In I Thessalonians 5 Paul wrote, “Live in peace with one another…admonish the undisciplined*, encourage the fainthearted, help the weak, be patient with everyone. See that no one repays another with evil for evil, but always seek after that which is good for one another…rejoice always; pray without ceasing; in everything give thanks…do not quench the Spirit; do not despise prophetic utterances. But examine everything carefully; hold fast to that which is good; abstain from every appearance* of evil.” (*translated footnote, I Thess 5:14-22, NASB)
I suspect that those who reflect on this passage frequently interpret a subject transition between v. 15 and v. 16, so that verses 12-15 pertain to “relationship instructions” and verses 16-22 are “general instructions.”
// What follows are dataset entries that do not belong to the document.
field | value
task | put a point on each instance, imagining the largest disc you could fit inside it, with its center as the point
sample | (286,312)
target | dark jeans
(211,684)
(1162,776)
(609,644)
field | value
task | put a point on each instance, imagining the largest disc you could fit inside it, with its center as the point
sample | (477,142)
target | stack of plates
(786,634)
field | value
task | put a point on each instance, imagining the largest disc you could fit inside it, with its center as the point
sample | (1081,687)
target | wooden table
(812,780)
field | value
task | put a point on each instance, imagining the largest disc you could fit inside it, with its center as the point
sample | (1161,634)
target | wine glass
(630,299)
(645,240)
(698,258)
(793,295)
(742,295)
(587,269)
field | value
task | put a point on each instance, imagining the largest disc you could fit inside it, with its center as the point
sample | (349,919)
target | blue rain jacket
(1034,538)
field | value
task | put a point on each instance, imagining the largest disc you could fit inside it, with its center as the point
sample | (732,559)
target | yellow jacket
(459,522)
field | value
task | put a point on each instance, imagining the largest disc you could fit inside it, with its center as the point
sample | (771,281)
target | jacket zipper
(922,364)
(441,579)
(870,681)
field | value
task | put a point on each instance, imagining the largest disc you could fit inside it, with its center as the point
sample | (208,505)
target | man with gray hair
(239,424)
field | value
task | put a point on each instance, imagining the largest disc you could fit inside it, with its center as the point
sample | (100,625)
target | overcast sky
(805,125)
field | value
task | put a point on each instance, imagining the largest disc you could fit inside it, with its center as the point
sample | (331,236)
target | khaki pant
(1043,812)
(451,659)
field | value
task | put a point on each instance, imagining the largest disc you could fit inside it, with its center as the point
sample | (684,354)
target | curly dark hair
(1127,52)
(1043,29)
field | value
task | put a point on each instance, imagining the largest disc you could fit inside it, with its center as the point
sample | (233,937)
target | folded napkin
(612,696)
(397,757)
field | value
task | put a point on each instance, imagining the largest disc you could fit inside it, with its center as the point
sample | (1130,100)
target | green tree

But I think I want to examine the entire section as a continuation of his instruction as to how to “live with one another” and see if, when presented in that fashion, it connects in perfect harmony with instructions such as “stimulating one another to love and good deeds,” or “speaking to one another in psalms and hymns and spiritual songs,” (Eph. 5:19, NASB) or “with all wisdom teaching and admonishing one another with psalms and hymns and spiritual songs…” (Col. 3:16, NASB)
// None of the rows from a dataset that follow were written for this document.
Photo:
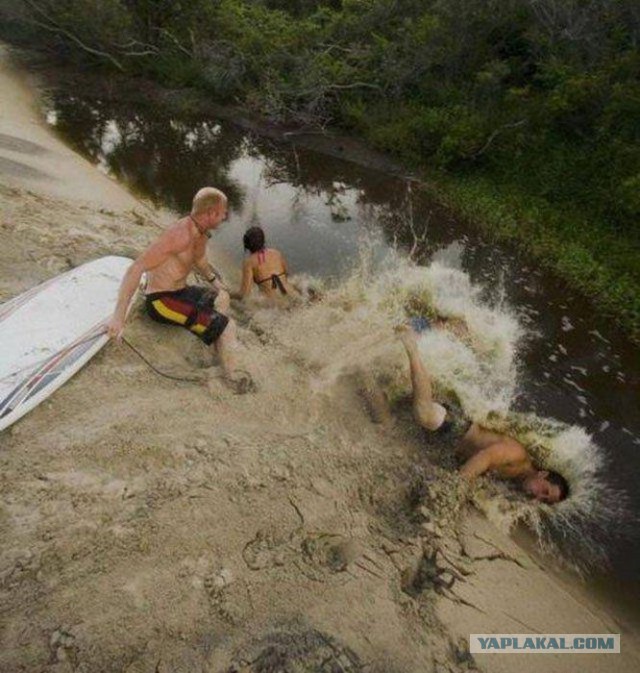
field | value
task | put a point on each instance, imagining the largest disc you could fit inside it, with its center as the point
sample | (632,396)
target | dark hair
(557,479)
(253,239)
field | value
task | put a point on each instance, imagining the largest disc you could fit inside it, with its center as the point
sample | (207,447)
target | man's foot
(407,336)
(241,382)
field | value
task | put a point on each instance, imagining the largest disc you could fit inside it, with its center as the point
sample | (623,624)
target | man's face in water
(542,490)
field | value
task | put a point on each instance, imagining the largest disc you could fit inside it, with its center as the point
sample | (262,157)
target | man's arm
(491,458)
(152,257)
Maybe a first-person proclamation of I Thessalonians 5:14-22 would sound something like this:
By yielding to the bond of unity in the Spirit, I live in peace with my brothers and sisters. If it seems led by Him, I kindly explain the fruits of an “undisciplined life” vs. a “disciplined life” in regards to respecting and following the indwelling Spirit of God; for those who are not understanding that it is “Christ in me, the hope of glory” and feel they are not “measuring up” to God’s expectations, I share Truth with them regarding God’s unwavering love and delight in the fact they have come to recognize Him as their Abba. To those who are feeling drained of strength, perhaps exhausted by the demands they consistently face, I am willing to offer practical advice that might help them, and pray for their strengthening and vision for the next stretch of road ahead. I choose to extend the patience that God has towards me, to others. On those occasions someone makes a negative assessment of me, or speaks hurtfully about me to others, I will not hold a grudge or alienate myself from that person – but, rather, try to resolve whatever provocation might have existed and reassure them of our good relationship. I will seek to release His Joy over people as we hug and greet one another; I will pray with or for my brothers and sisters when they are within arm’s reach, and I will pray as the Lord brings them to my mind when they are absent. I can always thank God for His love and the joy with which he regards others, and encourage others to share in that thanksgiving as they begin focusing on Him and not on the surrounding troubles. I try to stay attuned to how the Spirit might want to direct me, and I will pass on prophetic images, thoughts, encouragements or words as they might encourage and build up someone else. When talking with my spiritual family, I listen with discernment and see if the enemy or the world is throwing falsehood or misconception into their thinking, their mindset or reasoning about a subject. I embrace that I have been set free from the law of sin and death; as one who has been made righteous through the shed blood of Christ, I walk in Jesus-shine both in the heavenly and earthly realm. I will not taint that reflection of Him by covering it with the gray dullness of either the world or the enemy.”
I don’t have to face my crucible alone…and neither does my sister, or my brother, or those who don’t yet realize that through Christ, we are in relationship with them. We shine….and we take someone’s hand…and we walk together.